PURSUIT OF LONELINESS
Touchant portrait d'une vie bien vide
L'acuité avec laquelle Laurence Thrush observe le monde est impressionnante. Ce réalisateur britannique, dont c'est le deuxième long métrage de fiction après "De l'autre côté de la porte", vient du documentaire et de la publicité. Cela se voit dans la minutie avec laquelle il décrit à la fois un milieu hospitalier déshumanisé et des services sociaux aux missions essentielles, confrontés régulièrement à l'ingratitude et l'oubli.
Car au travers de cette quadruple histoire, au montage habile, c'est la solitude et l'isolement du troisième âge que met en évidence l'auteur.
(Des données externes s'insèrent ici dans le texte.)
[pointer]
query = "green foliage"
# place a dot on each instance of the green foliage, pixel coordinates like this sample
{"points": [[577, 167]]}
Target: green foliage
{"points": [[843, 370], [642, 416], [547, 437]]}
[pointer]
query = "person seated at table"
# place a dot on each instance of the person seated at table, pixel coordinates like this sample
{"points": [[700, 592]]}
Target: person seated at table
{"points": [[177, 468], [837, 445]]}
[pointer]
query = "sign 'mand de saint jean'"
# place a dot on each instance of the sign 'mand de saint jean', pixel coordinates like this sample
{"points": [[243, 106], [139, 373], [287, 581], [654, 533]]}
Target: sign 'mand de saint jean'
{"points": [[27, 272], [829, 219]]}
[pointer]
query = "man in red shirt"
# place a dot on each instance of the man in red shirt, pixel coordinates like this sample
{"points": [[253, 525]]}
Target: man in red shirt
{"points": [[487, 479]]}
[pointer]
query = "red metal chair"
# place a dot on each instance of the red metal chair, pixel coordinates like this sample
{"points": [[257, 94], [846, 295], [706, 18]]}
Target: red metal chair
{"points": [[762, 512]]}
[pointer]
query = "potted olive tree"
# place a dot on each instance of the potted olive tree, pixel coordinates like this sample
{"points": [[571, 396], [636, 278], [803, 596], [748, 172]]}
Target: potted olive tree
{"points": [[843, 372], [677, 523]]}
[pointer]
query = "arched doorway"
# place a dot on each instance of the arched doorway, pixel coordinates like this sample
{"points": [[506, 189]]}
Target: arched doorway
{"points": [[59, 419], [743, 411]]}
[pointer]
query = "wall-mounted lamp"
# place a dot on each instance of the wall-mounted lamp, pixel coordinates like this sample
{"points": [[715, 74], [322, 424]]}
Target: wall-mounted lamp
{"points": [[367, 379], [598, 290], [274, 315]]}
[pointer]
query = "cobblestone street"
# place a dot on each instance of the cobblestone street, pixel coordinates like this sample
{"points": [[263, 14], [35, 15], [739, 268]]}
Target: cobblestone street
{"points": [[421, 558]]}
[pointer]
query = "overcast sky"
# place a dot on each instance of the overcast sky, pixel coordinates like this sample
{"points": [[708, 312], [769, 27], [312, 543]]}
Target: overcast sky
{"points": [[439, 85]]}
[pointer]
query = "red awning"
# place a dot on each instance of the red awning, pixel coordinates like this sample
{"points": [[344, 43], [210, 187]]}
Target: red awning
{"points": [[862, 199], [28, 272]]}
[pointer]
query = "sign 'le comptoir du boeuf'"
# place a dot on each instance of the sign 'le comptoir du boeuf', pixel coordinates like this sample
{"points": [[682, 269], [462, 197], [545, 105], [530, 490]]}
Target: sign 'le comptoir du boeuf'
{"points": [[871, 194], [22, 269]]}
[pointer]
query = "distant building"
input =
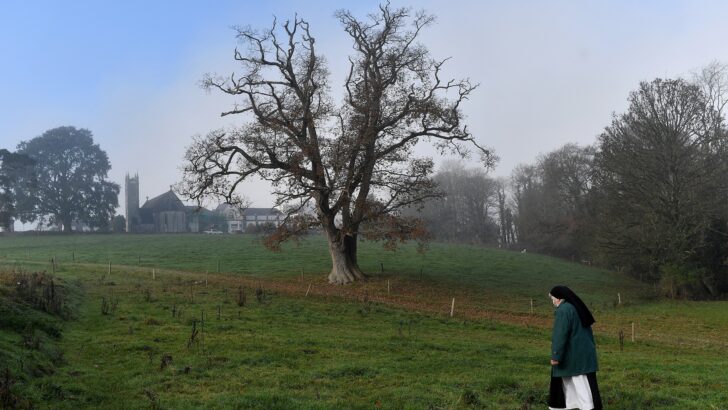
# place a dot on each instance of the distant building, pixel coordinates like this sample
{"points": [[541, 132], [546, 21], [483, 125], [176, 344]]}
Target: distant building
{"points": [[164, 213], [249, 218]]}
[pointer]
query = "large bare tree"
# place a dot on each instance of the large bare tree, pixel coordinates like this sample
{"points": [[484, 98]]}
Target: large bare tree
{"points": [[352, 161]]}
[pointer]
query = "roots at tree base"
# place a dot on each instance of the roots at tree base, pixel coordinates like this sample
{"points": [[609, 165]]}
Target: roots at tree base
{"points": [[346, 275]]}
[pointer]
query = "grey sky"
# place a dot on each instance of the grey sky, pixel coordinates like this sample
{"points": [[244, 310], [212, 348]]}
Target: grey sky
{"points": [[551, 72]]}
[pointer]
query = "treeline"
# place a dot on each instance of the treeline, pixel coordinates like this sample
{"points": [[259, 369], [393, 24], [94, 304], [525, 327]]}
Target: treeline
{"points": [[649, 197], [58, 179]]}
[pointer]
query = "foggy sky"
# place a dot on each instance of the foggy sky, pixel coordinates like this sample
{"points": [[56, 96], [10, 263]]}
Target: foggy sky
{"points": [[550, 72]]}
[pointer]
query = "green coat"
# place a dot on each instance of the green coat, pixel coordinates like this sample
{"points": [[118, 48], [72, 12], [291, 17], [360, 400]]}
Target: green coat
{"points": [[572, 344]]}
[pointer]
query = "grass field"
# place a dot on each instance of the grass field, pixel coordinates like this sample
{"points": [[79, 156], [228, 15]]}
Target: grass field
{"points": [[358, 346]]}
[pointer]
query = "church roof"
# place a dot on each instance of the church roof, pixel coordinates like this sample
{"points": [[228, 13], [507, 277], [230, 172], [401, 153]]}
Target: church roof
{"points": [[168, 201]]}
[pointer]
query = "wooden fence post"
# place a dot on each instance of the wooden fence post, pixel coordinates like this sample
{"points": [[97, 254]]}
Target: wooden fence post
{"points": [[632, 331]]}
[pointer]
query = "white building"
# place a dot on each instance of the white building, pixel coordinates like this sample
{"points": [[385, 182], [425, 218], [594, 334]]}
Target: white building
{"points": [[242, 221]]}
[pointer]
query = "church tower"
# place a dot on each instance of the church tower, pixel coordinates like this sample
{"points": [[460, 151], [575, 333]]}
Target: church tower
{"points": [[131, 200]]}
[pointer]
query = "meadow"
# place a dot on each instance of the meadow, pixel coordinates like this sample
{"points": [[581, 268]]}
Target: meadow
{"points": [[268, 332]]}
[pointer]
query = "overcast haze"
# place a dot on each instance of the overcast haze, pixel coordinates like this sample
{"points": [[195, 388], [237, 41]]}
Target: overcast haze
{"points": [[550, 72]]}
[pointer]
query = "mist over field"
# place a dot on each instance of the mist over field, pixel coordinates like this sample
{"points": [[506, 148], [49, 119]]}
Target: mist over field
{"points": [[304, 205]]}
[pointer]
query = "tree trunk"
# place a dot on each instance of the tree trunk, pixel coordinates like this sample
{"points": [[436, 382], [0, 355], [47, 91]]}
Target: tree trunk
{"points": [[345, 268]]}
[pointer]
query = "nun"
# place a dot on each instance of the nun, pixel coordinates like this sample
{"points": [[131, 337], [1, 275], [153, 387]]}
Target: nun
{"points": [[573, 354]]}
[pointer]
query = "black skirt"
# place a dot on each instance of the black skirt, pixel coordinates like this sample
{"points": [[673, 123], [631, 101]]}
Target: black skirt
{"points": [[557, 399]]}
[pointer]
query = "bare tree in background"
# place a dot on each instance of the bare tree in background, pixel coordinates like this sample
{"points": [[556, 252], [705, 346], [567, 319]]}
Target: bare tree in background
{"points": [[354, 160], [466, 211], [661, 172]]}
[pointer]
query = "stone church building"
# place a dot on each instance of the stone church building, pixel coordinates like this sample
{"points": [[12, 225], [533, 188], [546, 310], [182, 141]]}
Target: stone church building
{"points": [[162, 214]]}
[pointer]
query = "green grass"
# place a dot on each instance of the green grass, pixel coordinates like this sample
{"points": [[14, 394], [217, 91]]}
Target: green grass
{"points": [[493, 272], [325, 352]]}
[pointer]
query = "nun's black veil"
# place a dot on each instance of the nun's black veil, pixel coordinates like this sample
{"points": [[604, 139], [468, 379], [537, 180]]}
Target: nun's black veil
{"points": [[562, 292]]}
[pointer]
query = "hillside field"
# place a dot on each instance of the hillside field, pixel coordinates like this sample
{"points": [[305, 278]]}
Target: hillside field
{"points": [[297, 342]]}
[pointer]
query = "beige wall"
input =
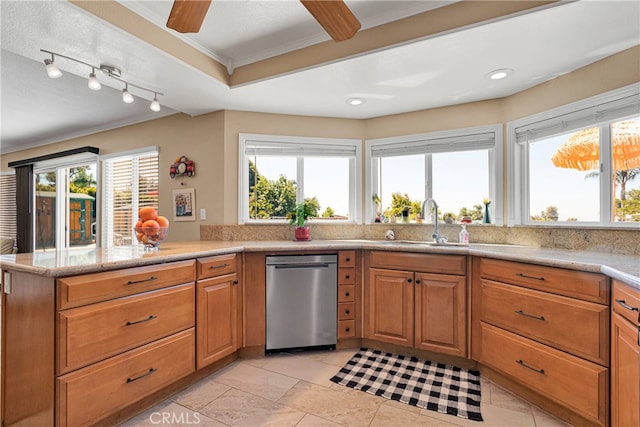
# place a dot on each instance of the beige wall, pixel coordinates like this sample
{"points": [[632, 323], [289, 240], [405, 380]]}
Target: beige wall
{"points": [[211, 140]]}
Dans un beau noir et blanc, il donne à voir le travail du bureau du curateur, qui conserve les objets du défunt, ceux de l'assistance sociale qui recherche la famille et se heurte à un effrayant jeu de renvoi de balle entre composantes d'un couple d'amis divorcés, et la quête, plus personnelle, d'une infirmière abattue.
En filigrane, ce sont des moments de la vie de Cynthia, cette vieille dame, qui s'intercalent, montrant son affection pour son chien, sa propension à l'accumulation, mais aussi à la défiance vis-à-vis des autres (la visite des témoins de Jéhovah...), et les petites choses qui la liait encore au monde comme la télévision et le télé-achat. Chaque détail a de l'importance, d'un homme hospitalisé qui réclame de l'eau sans être entendu, aux cadrages où les personnages apparaissent régulièrement dans un coin, ou en transparence, comme si parfois ils n'existaient déjà plus.
Avec une infinie tendresse pour ses personnages, Laurence Thrush montre leur isolement, filmant au ras d'un plan de travail, ou donnant à voir un visage au travers d'une grille. Au final, il dessine un tissu social où l'envie de cohésion et d'entraide persiste chez des personnes de bonne volonté, ceci derrière une tendance à l'individualisme. Et son film, cruel mais réaliste, résonne comme un message d'espoir, un appel lancé aux proches contre l'oubli et comme le terrible résumé d'une vie au travers du contenu d'un appartement.